Some of my earliest memories of Port-Au-Prince, Haiti involved waking up to the powerful aroma of freshly brewed Haitian coffee at my uncle’s house. I’d awaken to find the table set with a white mug of steaming java accompanied by hard dough bread and a jar of peanut butter that didn’t taste like the sugary Skippy’s I was used to in America. It was your typical Haitian breakfast. The coffee was way too strong for my 8-year-old self to appreciate. As an adult, however, I’ve come to understand just how excellent Haitian coffee is and how essential it is to the island nation.
Before political unrest and natural disasters destabilized the “pearl of the Antilles,” Haiti was once responsible for half of the world’s coffee production. Now centuries later, Elda Thorisson-Faurelien is hoping to re-introduce the world to Haitian liquid gold, one coffee shop at a time. She’s started in the unlikeliest of places — Reykjavik, Iceland.

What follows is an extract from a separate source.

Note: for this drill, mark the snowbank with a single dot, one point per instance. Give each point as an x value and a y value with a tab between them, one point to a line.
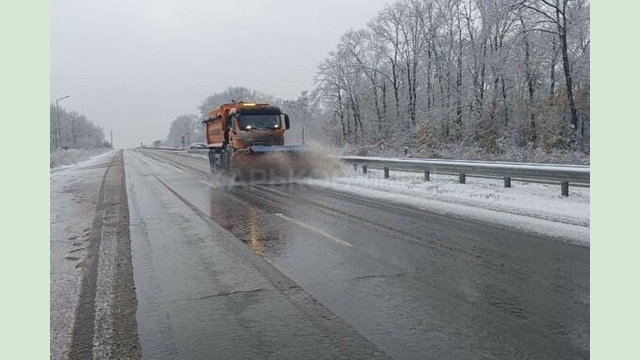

I first heard of Cafe Haiti on social media. The shop is famous among Haitian vagabonds visiting Reykjavik, because finding another Haitian person in Iceland is quite rare. Visitors would take pictures in front of Elda’s restaurant, capturing the moment they found a slice of home on an island covered in glaciers. I was skeptical at first, thinking, “Oh they probably just named it that, and it has nothing to do with Haiti.” But after a quick Google search my skepticism morphed into, “Wow! How did a Haitian end up in Iceland?!”
I went searching for that answer on my own trip to Reykjavik, where I met with Elda at Cafe Haiti located in Old Harbour. I had to know more about this intrepid woman’s journey from tropical Haiti to subarctic Iceland. I was surprised to learn that, like many great tales, this one was a love story. A three part love story, at that: Love of a spouse; love of a homeland; love of good coffee.
“My husband was from Iceland,” Elda told me in Haitian Creole over a cup of hot coffee.
It was around 2 pm, her “slow time.” We were seated in the corner of her surprisingly spacious restaurant. The decor was a mix of Haiti and Iceland — with drawings of both palm trees and massive whales adorning the walls. Newspaper clippings and pictures were hung in the back of the space and were accompanied by a collection of wooden knick knacks. The coffee’s aroma immediately transported me back to the Caribbean.
“My husband was initially living in Haiti with me,” Elda said, smiling. “I already knew a lot about Iceland, even though I had never been, because he was always talking about it. He suggested I visit before deciding if I wanted to move back with him, but I agreed to live without ever coming here.
Elda wasn’t phased by the stark differences in culture or weather. She wanted to make the move for her partner.
“If he can live in Haiti to be with me, then I can live in Iceland to be with him.”